Professionalism, like our white coats, is something you can slip into. It is smooth and unruffled; it is the calm in the midst of a storm; it is the decisive general in the heat of battle; it is doing what is expected of you to the utmost of your ability; it is striving to increase your knowledge so that you are always ready to make decisions.
Knowledge and capability are the perfume of professionals. They surround them in a cloud, hints of expertise and lingering high notes of compassion floating over heavy notes of reasoning and responsibility. You can almost see the haze of competence trailing behind the attendings and residents on rounds.
To step onto the wards of the hospital as a newly-minted junior medical student is to enter the unknown. It is to face yourself in the mirror every evening and ask, "Did I do everything I possibly could for my patients?" Third year is about learning to listen to your own voice, the one that whispers the answers during rounds but dies without crossing your lips. This is also a time to speak up and be corrected for your erroneous ways, because as junior medical students we know enough to be dangerous or foolish and not enough to be entirely useful all the time.

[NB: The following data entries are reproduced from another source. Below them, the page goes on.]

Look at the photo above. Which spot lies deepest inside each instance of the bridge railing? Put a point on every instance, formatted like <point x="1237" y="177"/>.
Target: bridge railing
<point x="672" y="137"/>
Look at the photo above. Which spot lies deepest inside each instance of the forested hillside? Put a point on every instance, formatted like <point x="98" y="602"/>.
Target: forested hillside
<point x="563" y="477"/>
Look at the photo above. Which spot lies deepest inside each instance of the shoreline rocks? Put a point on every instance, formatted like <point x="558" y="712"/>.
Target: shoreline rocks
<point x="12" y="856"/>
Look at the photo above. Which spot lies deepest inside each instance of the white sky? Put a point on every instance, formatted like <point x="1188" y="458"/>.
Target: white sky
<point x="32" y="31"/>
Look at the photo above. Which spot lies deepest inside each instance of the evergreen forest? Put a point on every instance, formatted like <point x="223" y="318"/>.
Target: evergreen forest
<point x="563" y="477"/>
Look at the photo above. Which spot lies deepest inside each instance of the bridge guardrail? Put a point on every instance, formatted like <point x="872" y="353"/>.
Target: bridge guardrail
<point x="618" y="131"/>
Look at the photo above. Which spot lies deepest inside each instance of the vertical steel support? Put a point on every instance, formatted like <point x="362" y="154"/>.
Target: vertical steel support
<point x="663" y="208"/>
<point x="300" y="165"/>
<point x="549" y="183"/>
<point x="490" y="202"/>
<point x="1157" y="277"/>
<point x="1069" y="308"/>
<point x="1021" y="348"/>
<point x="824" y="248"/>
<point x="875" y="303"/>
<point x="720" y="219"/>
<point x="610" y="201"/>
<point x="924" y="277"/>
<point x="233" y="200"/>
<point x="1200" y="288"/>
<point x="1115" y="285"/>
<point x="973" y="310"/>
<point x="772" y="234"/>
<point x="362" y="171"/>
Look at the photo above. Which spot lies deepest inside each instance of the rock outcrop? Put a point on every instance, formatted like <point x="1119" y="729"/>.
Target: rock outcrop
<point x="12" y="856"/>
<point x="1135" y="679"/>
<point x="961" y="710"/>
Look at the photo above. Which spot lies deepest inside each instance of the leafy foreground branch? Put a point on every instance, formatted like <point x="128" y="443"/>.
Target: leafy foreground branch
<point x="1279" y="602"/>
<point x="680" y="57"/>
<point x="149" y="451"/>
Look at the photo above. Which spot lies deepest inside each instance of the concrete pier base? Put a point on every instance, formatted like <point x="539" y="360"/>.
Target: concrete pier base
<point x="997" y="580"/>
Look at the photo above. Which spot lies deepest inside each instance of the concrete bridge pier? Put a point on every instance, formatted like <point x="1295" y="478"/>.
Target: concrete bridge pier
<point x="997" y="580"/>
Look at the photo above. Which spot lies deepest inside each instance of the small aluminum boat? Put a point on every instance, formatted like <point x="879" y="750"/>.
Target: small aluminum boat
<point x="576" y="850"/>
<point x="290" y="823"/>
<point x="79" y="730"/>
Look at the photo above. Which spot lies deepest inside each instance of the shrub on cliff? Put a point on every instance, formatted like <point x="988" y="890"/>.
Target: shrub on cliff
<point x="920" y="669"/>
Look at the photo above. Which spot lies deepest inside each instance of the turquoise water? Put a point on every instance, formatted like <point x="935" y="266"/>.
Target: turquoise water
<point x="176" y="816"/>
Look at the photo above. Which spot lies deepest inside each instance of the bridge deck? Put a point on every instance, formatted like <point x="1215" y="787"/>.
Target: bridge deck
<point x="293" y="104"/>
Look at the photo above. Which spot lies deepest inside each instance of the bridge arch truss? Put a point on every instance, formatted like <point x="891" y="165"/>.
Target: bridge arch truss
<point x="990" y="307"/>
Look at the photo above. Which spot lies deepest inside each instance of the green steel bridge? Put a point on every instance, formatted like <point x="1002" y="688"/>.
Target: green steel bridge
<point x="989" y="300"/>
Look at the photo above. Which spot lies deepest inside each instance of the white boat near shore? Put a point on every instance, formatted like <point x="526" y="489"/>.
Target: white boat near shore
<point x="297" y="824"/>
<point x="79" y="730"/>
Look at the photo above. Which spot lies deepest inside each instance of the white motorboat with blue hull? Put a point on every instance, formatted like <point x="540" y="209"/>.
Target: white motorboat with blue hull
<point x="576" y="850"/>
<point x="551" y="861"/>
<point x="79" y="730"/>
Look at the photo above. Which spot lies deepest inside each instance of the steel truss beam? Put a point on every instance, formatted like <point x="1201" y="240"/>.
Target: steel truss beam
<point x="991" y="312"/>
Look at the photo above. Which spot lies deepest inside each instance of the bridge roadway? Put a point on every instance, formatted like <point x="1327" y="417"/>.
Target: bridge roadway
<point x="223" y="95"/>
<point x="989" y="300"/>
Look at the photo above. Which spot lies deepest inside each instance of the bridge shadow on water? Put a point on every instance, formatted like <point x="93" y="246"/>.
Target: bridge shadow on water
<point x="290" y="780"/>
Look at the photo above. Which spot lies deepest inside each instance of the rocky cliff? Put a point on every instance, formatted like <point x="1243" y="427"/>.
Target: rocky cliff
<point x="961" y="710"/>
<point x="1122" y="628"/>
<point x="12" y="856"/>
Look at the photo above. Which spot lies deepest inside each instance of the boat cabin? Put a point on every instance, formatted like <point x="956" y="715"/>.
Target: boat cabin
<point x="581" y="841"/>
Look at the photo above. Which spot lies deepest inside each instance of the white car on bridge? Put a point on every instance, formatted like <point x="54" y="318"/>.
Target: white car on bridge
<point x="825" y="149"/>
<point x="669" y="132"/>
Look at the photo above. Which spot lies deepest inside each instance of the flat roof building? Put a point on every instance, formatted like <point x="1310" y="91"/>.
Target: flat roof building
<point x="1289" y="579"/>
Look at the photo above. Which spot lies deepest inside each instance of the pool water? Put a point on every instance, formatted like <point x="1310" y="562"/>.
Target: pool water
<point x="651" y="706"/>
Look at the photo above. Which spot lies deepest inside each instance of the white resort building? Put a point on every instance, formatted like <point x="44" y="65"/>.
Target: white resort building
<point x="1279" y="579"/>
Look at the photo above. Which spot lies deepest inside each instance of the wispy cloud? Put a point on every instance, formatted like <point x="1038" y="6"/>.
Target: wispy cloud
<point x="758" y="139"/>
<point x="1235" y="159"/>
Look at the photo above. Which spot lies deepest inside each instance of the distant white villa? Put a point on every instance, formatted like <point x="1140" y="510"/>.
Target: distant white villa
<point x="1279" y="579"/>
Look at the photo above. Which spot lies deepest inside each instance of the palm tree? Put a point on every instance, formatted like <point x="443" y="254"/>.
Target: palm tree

We have been in the hospital for two weeks now, and already I can feel the strands of professionalism weaving themselves into a coat around my shoulders. The responsibility I feel for my patients weighs on me, lends my enthusiasm a measure of gravitas. I leave for home wondering what else I should read to better understand their disease, asking myself what I will need to know to help them tomorrow.
I feel like a professional--some of the time. Who knows, though? I'm still only a (brand-new) junior medical student. I can barely find the patient's elbow.